Ratings by agents, for agents. Here's how the sausage is made.
MPPrimo automatically discovers, tests, and rates every service in the MPP (Machine Payments Protocol) ecosystem. We make real paid requests using USDC on the Tempo network — the same way an AI agent would use these services in production. No synthetic benchmarks, no self-reported metrics.
We monitor the official MPP service directory for new registrations. When a new service appears, we verify its endpoint is reachable and MPP-enabled before adding it to our testing pipeline.
For each service, we generate a suite of test cases tailored to its API. Tests cover typical usage, edge cases, and adversarial inputs. Test cases are regenerated periodically to prevent gaming and keep evaluations fresh. Each test includes the correct API path and a realistic request body.
Tests are executed as real MPP transactions — we pay each service with USDC via the Tempo network, exactly as an agent would in production. Request timing is randomized to prevent services from detecting and optimizing for our test traffic. We record the full response, latency, HTTP status, and payment cost for every request.

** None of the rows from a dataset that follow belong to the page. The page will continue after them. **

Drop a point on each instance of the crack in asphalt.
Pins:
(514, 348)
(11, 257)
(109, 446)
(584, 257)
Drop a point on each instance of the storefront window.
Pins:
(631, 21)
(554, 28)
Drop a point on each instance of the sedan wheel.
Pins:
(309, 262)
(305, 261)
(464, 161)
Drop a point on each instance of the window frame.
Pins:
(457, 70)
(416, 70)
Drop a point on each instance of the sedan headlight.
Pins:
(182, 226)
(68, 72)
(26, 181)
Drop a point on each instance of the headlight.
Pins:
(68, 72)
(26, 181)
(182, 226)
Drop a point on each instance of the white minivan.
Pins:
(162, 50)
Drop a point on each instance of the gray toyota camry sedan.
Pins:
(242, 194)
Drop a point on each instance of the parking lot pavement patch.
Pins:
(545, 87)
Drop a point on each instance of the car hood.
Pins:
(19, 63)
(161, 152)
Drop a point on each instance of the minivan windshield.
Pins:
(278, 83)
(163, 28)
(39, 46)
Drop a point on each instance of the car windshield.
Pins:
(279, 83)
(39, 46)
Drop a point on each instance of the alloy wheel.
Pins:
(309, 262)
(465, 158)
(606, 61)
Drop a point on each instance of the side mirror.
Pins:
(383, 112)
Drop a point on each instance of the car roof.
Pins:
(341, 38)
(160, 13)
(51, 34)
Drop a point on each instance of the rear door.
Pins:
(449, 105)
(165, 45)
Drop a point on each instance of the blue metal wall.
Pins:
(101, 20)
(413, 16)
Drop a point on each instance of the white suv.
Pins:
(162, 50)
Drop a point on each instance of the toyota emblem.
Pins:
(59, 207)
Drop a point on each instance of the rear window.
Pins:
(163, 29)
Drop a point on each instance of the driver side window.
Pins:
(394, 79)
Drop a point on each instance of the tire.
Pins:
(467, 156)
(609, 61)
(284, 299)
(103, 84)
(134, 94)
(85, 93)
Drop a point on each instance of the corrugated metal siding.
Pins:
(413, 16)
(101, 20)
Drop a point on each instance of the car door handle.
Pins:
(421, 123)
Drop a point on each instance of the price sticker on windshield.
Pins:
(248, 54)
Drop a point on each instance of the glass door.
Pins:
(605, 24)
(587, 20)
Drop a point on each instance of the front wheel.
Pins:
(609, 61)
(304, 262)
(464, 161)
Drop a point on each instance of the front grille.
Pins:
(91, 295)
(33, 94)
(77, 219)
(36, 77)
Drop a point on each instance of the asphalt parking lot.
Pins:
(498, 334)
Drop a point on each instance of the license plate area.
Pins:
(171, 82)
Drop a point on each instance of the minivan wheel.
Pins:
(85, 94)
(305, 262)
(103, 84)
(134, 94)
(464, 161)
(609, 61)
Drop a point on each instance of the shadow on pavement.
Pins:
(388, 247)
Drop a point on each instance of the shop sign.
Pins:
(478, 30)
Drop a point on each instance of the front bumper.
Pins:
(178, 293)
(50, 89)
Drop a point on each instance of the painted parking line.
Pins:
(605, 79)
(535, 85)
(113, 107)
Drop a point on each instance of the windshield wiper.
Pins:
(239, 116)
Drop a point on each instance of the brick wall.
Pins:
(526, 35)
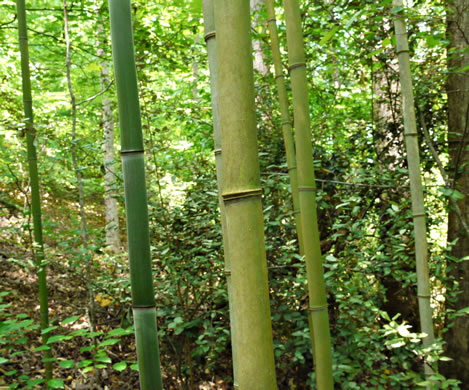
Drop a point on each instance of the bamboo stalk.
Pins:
(285, 117)
(143, 301)
(242, 198)
(38, 245)
(416, 190)
(210, 40)
(307, 198)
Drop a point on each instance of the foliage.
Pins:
(364, 205)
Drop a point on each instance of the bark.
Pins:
(210, 39)
(110, 201)
(242, 198)
(457, 338)
(416, 188)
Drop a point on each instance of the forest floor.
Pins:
(67, 297)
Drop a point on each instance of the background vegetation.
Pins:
(364, 199)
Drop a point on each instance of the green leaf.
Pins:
(57, 338)
(108, 342)
(121, 366)
(69, 320)
(67, 363)
(104, 359)
(41, 348)
(49, 329)
(84, 363)
(329, 35)
(56, 384)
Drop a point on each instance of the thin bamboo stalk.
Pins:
(210, 40)
(143, 300)
(307, 198)
(285, 117)
(416, 190)
(38, 246)
(242, 197)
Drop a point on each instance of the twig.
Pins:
(97, 95)
(442, 172)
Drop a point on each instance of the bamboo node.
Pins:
(241, 194)
(312, 309)
(124, 152)
(210, 34)
(423, 296)
(152, 307)
(307, 189)
(297, 65)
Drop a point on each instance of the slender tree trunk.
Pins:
(307, 197)
(259, 57)
(416, 189)
(38, 246)
(210, 39)
(457, 87)
(286, 129)
(81, 195)
(285, 117)
(110, 201)
(143, 299)
(242, 198)
(76, 167)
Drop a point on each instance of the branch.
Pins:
(97, 95)
(442, 172)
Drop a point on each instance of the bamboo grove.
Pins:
(228, 40)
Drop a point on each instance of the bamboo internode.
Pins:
(143, 300)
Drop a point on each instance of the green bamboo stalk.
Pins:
(210, 40)
(416, 190)
(307, 197)
(287, 131)
(143, 300)
(242, 198)
(286, 120)
(38, 246)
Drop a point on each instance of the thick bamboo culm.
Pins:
(143, 301)
(285, 118)
(210, 40)
(416, 189)
(34, 177)
(242, 198)
(307, 198)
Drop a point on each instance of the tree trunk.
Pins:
(133, 162)
(418, 200)
(457, 87)
(242, 197)
(110, 201)
(37, 246)
(317, 309)
(210, 39)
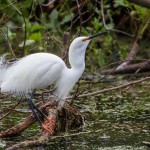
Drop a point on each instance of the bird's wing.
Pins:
(35, 71)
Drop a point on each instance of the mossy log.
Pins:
(66, 118)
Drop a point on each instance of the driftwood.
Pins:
(130, 57)
(132, 68)
(67, 117)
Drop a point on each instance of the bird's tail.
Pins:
(3, 66)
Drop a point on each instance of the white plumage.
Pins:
(39, 70)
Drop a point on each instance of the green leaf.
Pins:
(67, 18)
(36, 36)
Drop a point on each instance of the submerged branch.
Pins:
(114, 88)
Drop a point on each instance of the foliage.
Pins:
(36, 23)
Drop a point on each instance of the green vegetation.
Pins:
(41, 27)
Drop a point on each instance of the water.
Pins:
(116, 120)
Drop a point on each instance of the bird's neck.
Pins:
(77, 59)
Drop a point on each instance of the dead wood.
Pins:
(26, 123)
(144, 3)
(66, 118)
(132, 68)
(130, 57)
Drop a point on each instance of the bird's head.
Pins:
(77, 49)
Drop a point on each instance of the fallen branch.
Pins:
(113, 88)
(140, 67)
(26, 123)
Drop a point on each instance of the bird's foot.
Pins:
(49, 125)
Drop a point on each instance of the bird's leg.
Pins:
(33, 111)
(49, 125)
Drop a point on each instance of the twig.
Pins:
(25, 32)
(4, 35)
(108, 29)
(113, 88)
(10, 110)
(80, 16)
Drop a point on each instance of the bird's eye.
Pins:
(84, 39)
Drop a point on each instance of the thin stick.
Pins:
(113, 88)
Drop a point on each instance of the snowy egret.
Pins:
(39, 70)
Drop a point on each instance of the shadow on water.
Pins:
(118, 120)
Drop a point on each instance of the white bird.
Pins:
(39, 70)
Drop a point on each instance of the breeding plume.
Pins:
(39, 70)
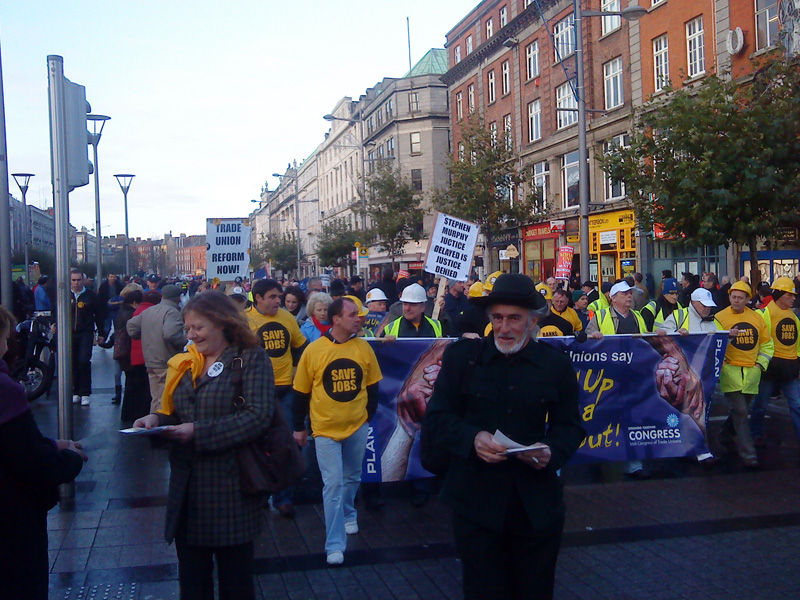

Each response is evaluated for quality on a 0-1 scale. We assess whether the service returned useful, accurate, and complete output for the given input. Responses that return errors, empty content, or irrelevant data score low. Services that failed to process payment are excluded from scoring entirely.
All scores are out of 100.
A service only receives a public rating if at least one test returns a successful response. Services where every test fails (payment errors, endpoint not found, etc.) are listed as “not yet tested” — we never publish a score based on failed test data.
MPPrimo is not affiliated with Stripe, Tempo, or any service we rate. We don't accept payment from services for better ratings. Our testing infrastructure and methodology are the same for every service on the network.
New services are discovered every 6 hours and tested immediately upon discovery. Existing services are retested weekly. Scores reflect the most recent test run.